I would like to understand how linear.predictors are computed in the output of
pb = glm(formula, family = binomial( link = "probit" ), data)
From my understanding, it should be the product matrix of the observations (N x k) and the estimated coefficients (k x 1), with N = sample size, k = number of variables.
I tried to compute them by hand in two fashions:
rowSums(mapply(`*`,pb$model,pb$coefficients))
and
as.matrix(pb$model)%*%as.matrix(pb$coefficients)
Both gave me the same vector of values that equals pb$linear.predictors
for some observations but not all.
Could you help me understand how it is computed and how I could reproduce it by hand?

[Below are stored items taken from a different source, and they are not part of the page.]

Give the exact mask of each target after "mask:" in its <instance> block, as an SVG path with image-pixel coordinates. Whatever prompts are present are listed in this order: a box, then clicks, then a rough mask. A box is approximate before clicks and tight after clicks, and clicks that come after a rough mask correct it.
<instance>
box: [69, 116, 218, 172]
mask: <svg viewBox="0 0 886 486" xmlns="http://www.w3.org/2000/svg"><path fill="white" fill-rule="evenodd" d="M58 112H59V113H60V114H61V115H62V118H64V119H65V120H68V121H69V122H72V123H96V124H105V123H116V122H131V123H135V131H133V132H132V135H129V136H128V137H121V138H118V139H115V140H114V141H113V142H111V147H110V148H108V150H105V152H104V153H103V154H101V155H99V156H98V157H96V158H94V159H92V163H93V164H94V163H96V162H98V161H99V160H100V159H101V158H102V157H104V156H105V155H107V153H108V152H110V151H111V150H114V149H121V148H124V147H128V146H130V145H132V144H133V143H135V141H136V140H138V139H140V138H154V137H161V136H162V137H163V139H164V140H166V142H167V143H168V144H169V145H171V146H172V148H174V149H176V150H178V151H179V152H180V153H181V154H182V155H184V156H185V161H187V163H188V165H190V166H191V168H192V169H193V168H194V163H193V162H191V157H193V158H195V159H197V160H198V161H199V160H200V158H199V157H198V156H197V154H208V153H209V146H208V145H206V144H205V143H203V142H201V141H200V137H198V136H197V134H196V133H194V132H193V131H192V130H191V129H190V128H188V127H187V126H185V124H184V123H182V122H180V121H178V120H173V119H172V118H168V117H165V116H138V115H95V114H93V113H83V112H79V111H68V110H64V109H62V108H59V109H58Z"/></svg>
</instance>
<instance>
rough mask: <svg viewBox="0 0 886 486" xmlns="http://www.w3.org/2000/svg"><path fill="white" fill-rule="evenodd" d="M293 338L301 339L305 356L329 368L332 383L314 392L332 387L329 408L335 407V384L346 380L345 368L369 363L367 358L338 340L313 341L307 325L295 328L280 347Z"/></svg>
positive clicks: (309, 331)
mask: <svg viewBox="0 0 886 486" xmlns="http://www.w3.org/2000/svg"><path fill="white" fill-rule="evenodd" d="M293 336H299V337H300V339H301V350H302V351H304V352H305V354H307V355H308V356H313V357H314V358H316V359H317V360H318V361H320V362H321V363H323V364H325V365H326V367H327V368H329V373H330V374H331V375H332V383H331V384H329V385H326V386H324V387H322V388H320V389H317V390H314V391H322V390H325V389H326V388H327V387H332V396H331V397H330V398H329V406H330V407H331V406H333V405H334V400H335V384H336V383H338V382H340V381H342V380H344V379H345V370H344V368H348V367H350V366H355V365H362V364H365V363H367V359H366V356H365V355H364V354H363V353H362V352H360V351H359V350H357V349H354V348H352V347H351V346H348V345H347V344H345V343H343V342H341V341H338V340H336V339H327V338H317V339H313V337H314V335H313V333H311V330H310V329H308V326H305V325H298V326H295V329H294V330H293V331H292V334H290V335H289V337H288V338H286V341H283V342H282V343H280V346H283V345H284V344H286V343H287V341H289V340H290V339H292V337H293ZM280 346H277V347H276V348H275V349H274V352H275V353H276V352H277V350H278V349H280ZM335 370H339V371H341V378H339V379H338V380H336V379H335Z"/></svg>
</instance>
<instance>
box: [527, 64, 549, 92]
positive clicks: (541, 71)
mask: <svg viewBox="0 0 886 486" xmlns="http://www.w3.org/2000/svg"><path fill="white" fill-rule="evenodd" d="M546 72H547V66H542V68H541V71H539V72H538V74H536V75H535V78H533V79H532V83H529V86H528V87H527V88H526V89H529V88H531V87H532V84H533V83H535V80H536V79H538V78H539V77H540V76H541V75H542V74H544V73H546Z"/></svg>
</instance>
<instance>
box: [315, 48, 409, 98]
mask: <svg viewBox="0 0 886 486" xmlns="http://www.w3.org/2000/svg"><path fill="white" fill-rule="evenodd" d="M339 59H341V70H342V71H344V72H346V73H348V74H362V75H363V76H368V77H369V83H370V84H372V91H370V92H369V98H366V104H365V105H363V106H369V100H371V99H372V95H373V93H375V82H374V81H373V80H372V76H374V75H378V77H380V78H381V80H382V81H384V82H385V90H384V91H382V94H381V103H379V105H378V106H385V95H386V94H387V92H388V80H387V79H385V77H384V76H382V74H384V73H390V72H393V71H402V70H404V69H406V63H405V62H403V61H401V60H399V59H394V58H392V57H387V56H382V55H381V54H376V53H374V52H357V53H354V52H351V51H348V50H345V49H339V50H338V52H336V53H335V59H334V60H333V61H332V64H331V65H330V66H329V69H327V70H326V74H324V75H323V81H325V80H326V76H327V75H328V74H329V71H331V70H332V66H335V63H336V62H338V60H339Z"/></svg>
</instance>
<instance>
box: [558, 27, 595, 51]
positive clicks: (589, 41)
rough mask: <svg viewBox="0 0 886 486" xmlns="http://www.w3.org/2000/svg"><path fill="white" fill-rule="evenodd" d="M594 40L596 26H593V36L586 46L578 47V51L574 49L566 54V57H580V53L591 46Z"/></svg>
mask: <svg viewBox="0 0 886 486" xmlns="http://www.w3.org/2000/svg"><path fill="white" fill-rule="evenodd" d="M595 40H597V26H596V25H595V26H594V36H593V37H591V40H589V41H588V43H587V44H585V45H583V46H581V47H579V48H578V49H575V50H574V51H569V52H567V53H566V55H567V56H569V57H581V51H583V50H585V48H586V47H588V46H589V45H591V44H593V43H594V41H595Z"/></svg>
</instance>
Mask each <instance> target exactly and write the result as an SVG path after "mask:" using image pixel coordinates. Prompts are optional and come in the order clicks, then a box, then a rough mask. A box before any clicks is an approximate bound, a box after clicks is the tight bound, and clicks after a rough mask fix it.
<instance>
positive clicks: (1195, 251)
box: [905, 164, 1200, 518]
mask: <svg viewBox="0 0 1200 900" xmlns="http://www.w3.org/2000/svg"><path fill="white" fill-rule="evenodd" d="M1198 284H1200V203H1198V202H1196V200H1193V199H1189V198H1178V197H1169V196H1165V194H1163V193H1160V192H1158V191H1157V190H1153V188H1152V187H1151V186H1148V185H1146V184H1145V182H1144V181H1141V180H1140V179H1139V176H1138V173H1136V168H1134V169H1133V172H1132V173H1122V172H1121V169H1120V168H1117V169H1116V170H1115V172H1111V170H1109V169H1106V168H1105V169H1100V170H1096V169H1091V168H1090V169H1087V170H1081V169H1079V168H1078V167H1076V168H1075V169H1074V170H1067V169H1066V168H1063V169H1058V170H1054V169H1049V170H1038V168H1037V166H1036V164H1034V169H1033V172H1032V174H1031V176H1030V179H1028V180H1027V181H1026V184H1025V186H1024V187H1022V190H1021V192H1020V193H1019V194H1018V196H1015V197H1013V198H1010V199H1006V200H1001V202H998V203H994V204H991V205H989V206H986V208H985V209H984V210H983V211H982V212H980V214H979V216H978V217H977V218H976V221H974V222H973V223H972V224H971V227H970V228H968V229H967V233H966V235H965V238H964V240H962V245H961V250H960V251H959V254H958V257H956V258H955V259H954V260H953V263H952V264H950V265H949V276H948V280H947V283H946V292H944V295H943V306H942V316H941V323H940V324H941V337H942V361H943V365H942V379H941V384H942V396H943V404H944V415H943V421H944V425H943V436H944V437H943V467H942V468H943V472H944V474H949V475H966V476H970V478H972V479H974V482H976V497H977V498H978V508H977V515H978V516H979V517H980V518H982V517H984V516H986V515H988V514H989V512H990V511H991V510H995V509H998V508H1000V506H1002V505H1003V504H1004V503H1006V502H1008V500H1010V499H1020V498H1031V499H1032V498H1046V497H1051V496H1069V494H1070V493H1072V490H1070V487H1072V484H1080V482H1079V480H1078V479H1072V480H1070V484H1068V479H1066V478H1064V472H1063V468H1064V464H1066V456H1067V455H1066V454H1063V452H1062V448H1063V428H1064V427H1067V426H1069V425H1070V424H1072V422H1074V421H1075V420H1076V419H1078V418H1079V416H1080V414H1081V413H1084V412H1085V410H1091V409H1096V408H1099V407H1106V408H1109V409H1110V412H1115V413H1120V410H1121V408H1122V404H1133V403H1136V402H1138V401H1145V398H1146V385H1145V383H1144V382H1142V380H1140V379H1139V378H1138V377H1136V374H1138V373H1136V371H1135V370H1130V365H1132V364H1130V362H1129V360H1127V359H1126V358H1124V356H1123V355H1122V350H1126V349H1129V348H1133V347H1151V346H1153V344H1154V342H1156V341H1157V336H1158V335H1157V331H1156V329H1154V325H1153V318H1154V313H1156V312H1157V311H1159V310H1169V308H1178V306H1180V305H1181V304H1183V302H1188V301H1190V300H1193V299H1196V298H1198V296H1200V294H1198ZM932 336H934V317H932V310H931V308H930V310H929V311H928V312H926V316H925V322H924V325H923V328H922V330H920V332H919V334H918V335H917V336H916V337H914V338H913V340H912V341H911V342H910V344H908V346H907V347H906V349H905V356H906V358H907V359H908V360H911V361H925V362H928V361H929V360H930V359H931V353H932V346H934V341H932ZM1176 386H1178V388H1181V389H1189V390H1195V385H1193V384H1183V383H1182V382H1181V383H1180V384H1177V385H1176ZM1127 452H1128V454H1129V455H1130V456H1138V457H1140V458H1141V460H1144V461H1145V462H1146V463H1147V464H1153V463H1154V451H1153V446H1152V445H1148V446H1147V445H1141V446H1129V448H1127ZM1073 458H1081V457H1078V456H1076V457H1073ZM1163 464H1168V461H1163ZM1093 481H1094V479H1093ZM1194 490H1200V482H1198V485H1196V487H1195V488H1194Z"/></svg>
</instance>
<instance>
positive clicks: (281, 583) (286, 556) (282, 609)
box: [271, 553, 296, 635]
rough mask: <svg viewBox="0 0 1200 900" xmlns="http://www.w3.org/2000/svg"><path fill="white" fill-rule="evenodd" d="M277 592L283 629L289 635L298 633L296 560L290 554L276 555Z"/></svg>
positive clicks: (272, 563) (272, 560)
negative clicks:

In general it's better to use accessor methods, if they're available, then internal components of the model (accessed via $
, or @
for S4 objects); internal components can be poorly documented/surprising and/or subject to change (although the latter is unlikely for a foundational component of R like a glm
object).
model.matrix(pb) %*% coef(pb)
should work to compute the linear predictor for a wide range of model types.
To follow up on @nrennie's answer: the first column of the model frame was probably the response variable, while the first element of the coefficient vector is the intercept. If the response was 1.0, then you would correctly add the intercept term to the model. (The model matrix, as opposed to the model frame, has a first column composed entirely of ones ...)